Écartons l’obscurité, pour rechercher une certaine lumière, telle une recherche des deux phares d’Alexandrie (la deuxième étant la bibliothèque qui prit feu). Au sujet des bibliothèques, l’auteur ne s’interdit pas, en considérant la bibliothèque mauricienne - la National Library - d’ « imaginer une bibliothèque qui rendrait encore plus accessible ses ouvrages, qui organiserait des conférences ouvertes au public, qui animerait des débats autour de la culture ou du livre […] » (p. 30). Or, une bibliothèque, c'est aussi une sagesse. En cela, « en Afrique, quand un vieillard meurt, c'est une bibliothèque qui brûle » (p. 31).


Joseph Cardella, auteur de la création en 2007 de l'Université populaire de l’île Maurice (UPIM), ne manquera pas de défendre une conception de l’ « université universelle » et de son histoire. Celle-ci passe de l’Antiquité (jardin d’Épicure en 310) (p. 11), du monastère et unversité Nalanda du Bihar du Ve siècle (p. 16) à la forme moderne des pays arabo-musulmans à partir du IXe siècle (Al-Qarawiyyin, Cordoba, Al-Azhar) vers l’«universitas » en Europe (Bologne, Paris, Montpellier et Oxford) (p. 12).

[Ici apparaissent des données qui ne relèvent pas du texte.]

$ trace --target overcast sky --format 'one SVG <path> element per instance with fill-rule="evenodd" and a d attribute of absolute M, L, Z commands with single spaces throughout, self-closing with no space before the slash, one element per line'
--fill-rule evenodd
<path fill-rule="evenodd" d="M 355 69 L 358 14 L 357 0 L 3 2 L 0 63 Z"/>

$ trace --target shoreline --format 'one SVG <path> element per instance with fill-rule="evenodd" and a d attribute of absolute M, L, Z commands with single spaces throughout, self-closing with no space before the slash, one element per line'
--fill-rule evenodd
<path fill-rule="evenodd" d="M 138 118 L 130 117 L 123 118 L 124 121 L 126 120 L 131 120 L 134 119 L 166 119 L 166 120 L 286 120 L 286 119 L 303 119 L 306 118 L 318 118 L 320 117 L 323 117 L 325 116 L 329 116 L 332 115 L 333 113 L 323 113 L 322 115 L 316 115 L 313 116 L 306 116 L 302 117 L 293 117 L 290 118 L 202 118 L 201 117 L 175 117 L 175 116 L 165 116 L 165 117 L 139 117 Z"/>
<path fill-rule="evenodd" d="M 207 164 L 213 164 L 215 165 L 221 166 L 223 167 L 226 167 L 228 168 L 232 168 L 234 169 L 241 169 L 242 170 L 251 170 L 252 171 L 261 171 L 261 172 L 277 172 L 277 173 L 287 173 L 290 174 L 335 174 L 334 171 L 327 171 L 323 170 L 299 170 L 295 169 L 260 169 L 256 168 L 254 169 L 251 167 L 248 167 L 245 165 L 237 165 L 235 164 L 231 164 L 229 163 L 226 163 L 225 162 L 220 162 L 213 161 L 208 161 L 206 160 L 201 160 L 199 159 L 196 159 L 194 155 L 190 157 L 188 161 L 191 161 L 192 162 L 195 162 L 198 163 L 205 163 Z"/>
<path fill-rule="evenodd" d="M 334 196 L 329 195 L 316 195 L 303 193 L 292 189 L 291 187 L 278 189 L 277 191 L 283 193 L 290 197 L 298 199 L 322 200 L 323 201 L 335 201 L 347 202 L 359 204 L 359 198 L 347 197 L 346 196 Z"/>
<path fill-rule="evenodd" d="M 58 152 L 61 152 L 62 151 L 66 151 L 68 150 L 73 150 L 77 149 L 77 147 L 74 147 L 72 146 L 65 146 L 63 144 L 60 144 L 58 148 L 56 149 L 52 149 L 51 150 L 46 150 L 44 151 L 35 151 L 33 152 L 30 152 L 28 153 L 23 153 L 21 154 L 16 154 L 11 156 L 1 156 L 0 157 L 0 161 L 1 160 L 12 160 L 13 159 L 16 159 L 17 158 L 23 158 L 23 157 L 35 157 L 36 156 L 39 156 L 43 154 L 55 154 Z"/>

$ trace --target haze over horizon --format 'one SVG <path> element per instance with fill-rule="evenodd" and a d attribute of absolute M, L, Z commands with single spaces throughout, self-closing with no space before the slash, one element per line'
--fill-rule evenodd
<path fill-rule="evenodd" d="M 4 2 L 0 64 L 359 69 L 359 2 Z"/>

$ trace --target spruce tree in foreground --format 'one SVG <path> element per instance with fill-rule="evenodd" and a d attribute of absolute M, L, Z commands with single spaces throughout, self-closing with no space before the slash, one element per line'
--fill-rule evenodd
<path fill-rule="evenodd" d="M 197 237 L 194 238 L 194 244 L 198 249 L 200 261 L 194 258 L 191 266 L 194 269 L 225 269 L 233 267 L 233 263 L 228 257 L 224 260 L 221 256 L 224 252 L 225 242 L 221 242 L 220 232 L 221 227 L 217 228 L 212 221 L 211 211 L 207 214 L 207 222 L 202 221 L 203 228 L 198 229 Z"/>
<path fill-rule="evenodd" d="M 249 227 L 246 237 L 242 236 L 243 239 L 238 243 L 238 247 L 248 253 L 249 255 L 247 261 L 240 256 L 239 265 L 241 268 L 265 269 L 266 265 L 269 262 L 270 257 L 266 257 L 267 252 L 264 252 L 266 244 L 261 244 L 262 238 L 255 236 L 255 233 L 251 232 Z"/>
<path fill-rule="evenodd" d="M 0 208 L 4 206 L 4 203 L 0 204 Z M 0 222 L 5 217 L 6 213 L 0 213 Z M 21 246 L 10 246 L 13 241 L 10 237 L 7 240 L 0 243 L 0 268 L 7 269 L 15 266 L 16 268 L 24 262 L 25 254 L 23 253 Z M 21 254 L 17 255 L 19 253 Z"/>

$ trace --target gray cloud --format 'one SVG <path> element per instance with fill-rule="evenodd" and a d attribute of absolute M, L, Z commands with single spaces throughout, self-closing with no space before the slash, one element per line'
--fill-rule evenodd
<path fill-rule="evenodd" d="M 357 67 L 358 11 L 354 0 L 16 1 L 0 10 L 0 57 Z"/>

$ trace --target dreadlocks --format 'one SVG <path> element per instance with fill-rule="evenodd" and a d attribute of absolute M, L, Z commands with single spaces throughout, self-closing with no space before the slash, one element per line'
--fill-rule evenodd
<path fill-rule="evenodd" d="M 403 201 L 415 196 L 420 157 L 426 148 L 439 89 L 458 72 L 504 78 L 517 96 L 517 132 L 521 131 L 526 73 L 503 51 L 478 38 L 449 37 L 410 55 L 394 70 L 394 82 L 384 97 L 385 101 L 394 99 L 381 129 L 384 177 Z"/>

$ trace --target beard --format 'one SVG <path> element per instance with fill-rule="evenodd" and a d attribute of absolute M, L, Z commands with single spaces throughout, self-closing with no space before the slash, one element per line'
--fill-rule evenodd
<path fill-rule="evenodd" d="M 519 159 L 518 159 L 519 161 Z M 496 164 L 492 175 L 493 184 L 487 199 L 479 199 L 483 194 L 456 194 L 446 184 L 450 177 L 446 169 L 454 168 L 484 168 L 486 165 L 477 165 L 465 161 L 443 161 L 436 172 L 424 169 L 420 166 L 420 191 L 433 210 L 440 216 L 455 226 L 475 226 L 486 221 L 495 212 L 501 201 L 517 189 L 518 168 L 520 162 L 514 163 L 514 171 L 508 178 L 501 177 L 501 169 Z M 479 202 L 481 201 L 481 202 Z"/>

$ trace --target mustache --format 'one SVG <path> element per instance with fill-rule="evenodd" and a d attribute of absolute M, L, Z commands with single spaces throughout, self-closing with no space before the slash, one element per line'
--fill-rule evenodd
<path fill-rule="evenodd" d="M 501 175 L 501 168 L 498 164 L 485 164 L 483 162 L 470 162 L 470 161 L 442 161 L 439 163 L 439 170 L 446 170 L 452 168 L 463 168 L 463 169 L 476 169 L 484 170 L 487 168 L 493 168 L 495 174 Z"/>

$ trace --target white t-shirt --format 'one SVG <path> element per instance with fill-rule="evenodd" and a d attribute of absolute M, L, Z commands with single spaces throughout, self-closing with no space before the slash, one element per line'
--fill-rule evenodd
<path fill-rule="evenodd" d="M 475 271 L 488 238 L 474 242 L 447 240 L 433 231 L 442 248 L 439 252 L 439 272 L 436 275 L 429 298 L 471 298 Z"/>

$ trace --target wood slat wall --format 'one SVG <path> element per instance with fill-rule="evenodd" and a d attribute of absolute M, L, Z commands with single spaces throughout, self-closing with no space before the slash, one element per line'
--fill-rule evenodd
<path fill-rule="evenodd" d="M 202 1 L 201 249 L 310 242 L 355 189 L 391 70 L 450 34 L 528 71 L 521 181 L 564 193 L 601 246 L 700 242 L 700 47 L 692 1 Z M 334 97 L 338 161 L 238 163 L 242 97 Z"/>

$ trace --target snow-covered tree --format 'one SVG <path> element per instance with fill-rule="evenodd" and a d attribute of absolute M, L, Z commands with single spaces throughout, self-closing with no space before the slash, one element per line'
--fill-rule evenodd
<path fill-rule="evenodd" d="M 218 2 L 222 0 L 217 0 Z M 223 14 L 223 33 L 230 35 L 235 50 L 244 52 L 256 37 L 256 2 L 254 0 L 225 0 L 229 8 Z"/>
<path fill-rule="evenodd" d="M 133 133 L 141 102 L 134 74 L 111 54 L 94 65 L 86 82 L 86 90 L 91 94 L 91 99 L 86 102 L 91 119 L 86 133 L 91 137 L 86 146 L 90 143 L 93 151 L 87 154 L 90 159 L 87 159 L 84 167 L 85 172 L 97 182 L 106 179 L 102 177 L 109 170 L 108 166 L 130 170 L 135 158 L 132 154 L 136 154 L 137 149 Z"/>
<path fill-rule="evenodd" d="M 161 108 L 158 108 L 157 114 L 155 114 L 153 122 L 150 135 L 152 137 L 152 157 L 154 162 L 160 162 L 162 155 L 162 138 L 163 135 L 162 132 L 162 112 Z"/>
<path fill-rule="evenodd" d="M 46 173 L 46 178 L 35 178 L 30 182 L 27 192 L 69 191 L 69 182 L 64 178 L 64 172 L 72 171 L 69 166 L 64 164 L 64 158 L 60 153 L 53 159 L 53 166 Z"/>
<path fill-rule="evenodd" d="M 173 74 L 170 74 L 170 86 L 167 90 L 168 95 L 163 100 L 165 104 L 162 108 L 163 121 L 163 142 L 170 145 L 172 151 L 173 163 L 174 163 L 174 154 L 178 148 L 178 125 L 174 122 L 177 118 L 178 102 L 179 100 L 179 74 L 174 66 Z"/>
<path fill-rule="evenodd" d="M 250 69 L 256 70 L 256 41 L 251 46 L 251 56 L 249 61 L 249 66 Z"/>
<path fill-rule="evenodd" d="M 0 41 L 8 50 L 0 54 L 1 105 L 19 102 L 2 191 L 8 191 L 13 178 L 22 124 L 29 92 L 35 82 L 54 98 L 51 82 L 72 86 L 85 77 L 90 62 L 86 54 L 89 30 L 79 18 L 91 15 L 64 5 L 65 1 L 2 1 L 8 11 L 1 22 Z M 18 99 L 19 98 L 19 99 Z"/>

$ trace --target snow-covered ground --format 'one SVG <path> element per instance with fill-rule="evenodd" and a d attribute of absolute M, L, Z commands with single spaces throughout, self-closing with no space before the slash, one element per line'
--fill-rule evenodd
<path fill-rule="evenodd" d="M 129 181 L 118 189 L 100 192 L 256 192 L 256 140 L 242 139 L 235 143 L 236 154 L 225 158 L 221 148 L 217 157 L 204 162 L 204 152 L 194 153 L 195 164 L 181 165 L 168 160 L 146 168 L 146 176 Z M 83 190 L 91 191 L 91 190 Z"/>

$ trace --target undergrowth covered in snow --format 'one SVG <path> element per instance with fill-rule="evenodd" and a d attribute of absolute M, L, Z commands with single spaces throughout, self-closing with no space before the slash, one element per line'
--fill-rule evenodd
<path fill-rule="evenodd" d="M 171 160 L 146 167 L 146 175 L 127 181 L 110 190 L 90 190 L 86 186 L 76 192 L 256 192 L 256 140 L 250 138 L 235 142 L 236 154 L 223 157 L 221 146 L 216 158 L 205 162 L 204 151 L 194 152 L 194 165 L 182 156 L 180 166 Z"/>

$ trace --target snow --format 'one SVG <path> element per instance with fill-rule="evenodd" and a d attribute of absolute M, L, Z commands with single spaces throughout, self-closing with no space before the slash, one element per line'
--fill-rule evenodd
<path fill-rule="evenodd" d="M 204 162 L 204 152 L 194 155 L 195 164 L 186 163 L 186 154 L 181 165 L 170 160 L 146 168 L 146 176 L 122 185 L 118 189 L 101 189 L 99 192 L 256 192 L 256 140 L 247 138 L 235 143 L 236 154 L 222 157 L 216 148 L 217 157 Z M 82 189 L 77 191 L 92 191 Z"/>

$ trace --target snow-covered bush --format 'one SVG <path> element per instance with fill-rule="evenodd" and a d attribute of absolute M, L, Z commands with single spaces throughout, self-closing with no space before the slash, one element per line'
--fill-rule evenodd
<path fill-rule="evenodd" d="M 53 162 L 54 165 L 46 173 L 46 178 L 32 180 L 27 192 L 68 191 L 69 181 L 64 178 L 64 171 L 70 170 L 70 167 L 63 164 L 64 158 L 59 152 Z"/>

Notons enfin que les pages de ce livre portent en filigrane la fresque « École d’Athènes » monochromisée de Raphaël (1483-1520). Le filigrane nous rappelle en permanence la pause, la réflexion qui s’imprime dans le temps, comme l’aurait voulu la fresque en perpétuant une tradition multiséculaire. L’essentiel, c'est la consigne de Nietzsche, « Deviens ce que tu es ! » (de Zarathoustra, p. 60) ainsi que celle d’Épictète (p. 54), « si tu le veux, tu es libre ».
Riyad DOOKHY (Dr), philosophe.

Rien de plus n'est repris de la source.